Can We Improve Calibration on the Unseen Data?
You can see that, throughout training, the Pearson correlation coefficient (our measure of calibration) is trending upwards both on the training and on the validation sets (and these metrics are quite close together, which shows that there’s no substantial overfitting).
The rightmost diagram is my favorite - it shows the relationship between the LLM confidence and the oracle score on unseen data. It means that after this procedure, the LLM knows what it doesn’t know and honestly tells it to the user, which was our goal!
The only drawback is the downward trend for the oracle score in the left diagram, especially on validation data.
It seems that the model found a loophole - since we used the small value of lambda in this experiment (0.01), the reward doesn’t incentivize correct answers strongly enough (it mostly penalizes poor calibration), so the model learns to predict incorrect answers together with low confidence, achieving “perfect” calibration.
Well played, AI, well played… But we aren’t done yet. We’ll try lambda 0.3.
This time, the oracle score on the validation set is almost stationary, although at the expense of slightly degraded calibration.
Can We Improve the Oracle Score on the Unseen Data?
We could have tried higher values of lambda to get both the Oracle score and calibration metrics to increase, but I wasn’t sure if increasing the Oracle score was even possible on the validation set, so in the next experiment, I dropped the calibration term completely and focused only on the Oracle score maximization. And…

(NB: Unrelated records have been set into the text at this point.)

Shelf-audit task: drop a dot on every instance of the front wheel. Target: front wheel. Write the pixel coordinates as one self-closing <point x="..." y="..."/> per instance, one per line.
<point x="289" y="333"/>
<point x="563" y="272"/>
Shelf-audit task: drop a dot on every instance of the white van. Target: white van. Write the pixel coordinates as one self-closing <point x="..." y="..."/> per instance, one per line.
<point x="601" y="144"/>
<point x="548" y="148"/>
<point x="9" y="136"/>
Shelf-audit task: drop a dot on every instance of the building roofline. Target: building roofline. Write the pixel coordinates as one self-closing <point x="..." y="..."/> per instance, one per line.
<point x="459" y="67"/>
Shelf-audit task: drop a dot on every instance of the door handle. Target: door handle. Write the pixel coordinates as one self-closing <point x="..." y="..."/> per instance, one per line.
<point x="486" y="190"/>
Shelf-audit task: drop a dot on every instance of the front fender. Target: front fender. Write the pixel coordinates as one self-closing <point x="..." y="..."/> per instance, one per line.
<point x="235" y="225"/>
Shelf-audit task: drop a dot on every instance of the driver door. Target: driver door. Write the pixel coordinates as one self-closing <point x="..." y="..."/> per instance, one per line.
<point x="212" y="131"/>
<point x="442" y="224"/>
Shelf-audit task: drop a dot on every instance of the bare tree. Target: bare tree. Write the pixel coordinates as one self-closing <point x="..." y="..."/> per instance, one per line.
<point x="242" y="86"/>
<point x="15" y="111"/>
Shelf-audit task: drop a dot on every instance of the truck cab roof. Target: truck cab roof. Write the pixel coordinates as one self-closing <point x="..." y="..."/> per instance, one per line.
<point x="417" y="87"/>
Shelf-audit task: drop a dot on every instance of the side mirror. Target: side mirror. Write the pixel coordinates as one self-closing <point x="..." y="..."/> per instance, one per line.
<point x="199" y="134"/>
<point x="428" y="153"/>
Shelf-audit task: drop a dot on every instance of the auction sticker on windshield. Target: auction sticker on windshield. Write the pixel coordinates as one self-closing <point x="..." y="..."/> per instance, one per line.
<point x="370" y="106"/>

It worked! Both training and validation oracle scores are trending upwards, which might imply that the model is starting to discover the correct answers to the questions that it previously didn’t know - right, this didn’t make a lot of sense to me either.

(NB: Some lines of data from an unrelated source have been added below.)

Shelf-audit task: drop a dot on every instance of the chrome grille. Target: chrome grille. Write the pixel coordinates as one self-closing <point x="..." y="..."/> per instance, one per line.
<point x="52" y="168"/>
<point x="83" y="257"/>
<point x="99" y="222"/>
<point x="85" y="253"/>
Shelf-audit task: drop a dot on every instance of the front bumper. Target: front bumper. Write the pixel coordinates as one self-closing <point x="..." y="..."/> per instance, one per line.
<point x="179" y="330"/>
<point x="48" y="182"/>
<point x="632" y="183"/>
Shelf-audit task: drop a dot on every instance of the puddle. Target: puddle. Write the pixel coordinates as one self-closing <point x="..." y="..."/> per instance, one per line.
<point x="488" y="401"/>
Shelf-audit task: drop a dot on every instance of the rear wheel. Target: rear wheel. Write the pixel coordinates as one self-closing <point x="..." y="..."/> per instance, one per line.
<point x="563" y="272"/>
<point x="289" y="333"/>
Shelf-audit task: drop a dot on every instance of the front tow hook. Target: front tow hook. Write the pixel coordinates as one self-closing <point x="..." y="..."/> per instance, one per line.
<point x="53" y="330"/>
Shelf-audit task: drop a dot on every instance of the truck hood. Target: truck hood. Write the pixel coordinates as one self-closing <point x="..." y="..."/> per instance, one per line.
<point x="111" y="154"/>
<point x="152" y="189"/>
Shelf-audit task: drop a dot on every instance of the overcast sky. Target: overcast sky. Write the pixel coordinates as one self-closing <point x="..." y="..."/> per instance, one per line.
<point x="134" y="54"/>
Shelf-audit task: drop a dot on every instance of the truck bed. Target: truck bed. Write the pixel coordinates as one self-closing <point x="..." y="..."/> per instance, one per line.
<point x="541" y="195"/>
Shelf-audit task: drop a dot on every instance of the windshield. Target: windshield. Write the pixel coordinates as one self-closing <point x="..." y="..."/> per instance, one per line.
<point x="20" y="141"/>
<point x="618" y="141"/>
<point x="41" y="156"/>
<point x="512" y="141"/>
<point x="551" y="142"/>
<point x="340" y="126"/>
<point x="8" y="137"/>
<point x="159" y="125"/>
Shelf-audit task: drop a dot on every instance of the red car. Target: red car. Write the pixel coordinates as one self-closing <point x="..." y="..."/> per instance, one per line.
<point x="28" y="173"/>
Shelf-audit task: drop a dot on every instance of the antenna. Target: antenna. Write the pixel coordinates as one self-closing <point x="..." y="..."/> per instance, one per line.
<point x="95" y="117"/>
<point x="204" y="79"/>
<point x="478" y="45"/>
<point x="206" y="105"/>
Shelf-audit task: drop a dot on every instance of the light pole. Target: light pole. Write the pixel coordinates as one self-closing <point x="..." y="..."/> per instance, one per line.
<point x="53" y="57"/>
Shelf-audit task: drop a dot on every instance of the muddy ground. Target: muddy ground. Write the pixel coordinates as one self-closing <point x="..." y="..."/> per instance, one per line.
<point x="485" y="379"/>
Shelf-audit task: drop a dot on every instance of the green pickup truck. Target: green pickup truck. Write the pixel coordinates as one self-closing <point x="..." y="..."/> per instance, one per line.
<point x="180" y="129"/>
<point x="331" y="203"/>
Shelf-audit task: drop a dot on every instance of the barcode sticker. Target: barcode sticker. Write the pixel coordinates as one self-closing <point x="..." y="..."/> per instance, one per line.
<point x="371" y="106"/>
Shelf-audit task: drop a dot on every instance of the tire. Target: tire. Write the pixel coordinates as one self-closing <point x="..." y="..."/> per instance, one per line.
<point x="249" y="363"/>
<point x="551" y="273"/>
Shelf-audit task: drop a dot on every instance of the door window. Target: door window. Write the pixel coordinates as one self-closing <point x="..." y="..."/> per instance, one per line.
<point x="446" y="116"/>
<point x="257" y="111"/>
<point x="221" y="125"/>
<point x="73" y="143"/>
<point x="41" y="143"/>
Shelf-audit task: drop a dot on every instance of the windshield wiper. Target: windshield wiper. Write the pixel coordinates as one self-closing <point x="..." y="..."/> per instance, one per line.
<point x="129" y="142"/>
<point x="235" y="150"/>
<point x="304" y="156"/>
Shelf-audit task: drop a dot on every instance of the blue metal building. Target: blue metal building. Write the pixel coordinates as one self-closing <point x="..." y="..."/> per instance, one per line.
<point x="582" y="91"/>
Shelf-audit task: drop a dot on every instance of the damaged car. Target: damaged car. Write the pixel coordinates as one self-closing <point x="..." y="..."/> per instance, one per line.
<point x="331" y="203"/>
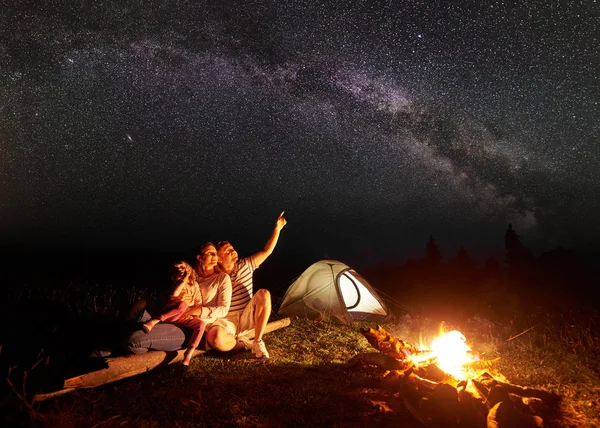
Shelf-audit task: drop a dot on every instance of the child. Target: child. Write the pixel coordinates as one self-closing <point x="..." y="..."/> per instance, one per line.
<point x="185" y="295"/>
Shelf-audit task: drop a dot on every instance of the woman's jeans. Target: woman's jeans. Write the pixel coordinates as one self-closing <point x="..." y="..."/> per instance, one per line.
<point x="162" y="337"/>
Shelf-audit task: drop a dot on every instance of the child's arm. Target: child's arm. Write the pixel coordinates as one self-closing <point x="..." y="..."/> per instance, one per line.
<point x="178" y="289"/>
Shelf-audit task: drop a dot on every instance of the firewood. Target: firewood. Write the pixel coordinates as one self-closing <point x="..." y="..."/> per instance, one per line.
<point x="432" y="372"/>
<point x="419" y="383"/>
<point x="549" y="398"/>
<point x="388" y="343"/>
<point x="377" y="359"/>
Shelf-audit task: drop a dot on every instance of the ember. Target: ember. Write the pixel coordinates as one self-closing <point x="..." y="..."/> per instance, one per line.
<point x="449" y="352"/>
<point x="445" y="385"/>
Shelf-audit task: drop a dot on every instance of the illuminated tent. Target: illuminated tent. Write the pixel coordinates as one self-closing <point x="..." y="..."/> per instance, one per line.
<point x="330" y="290"/>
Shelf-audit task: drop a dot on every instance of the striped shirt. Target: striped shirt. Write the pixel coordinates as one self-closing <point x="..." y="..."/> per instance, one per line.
<point x="241" y="282"/>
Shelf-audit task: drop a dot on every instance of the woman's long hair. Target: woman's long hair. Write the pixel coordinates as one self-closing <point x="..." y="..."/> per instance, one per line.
<point x="177" y="276"/>
<point x="199" y="269"/>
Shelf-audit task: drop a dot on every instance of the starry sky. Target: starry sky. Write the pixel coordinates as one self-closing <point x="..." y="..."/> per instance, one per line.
<point x="373" y="124"/>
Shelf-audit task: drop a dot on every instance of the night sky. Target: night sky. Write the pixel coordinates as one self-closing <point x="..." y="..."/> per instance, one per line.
<point x="149" y="124"/>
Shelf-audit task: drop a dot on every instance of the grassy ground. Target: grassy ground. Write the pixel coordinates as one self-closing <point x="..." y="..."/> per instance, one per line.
<point x="306" y="384"/>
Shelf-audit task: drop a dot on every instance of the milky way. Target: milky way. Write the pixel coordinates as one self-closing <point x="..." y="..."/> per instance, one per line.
<point x="373" y="124"/>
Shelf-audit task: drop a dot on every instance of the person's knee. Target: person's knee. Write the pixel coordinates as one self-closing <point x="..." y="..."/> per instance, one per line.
<point x="220" y="340"/>
<point x="134" y="343"/>
<point x="263" y="298"/>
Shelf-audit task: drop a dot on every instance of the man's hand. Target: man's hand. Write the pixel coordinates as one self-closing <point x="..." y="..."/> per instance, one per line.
<point x="281" y="221"/>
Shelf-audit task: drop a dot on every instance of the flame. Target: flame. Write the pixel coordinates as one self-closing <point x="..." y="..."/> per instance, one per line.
<point x="450" y="352"/>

My immediate suspicion was that the improvement in the oracle score was achieved simply because this time the model got better at following the conventions that the ground truth answers in this dataset had.
To check if that is the case, I’ve collected the “evolution” of answers to the questions in the validation set throughout training and have focused on the ones where the Oracle score changed the most.

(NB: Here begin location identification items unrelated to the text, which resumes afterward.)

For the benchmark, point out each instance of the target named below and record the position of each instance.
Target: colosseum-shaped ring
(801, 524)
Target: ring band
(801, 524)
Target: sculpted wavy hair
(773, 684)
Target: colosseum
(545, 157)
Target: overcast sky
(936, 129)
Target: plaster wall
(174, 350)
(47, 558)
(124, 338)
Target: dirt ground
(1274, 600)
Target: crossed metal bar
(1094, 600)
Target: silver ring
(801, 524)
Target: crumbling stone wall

Judging from these qualitative results, it seems that although some question format optimization is present (”In the United Kingdom” → “In England”, “South Africa” → “In South Africa”) some answers change substantially.
It seems that the pre-trained model has some notion of correctness, and once the alignment procedure starts to favor correct answers, this internal representation of correctness comes in handy.
Can we make an even more extreme demonstration of this phenomenon?
Predicting Higher Confidence for Correct Answers the Model Can’t Generate
Is the generated answer always the one the model assigns the highest confidence?
To check that for each of the trained models, I collected the predicted answers on the validation set and selected the ones with an oracle score < 0.5. I then replace them with the ground truth answers and prompt the model with this “teacher forced” Q/A pair so that it only predicts the confidence.
|
|
|
|
|---|
Interestingly, in all the experiments that involved predicted confidence affecting the reward, on average, the model can assign higher confidence to the correct answer even though it is unable to generate it.
This can be interpreted as confidence estimation being implemented by the network in a way that is independent of answer generation and could be used to infer latent knowledge that does not necessarily match the one in the model’s generations.
I think this is the most interesting result of this work. It can imply that LLMs “know more than they can tell”, and that some techniques can make it possible to get access to this hidden knowledge.
Conclusion
So, can the AI call its own bluffs? The evidence above suggests that yes, there are cases where the model generates an answer it knows isn’t the best one. It also might be making an honest mistake, and unless we improve the techniques for LLM interpretability - I wouldn’t bet my future on AI gamblers.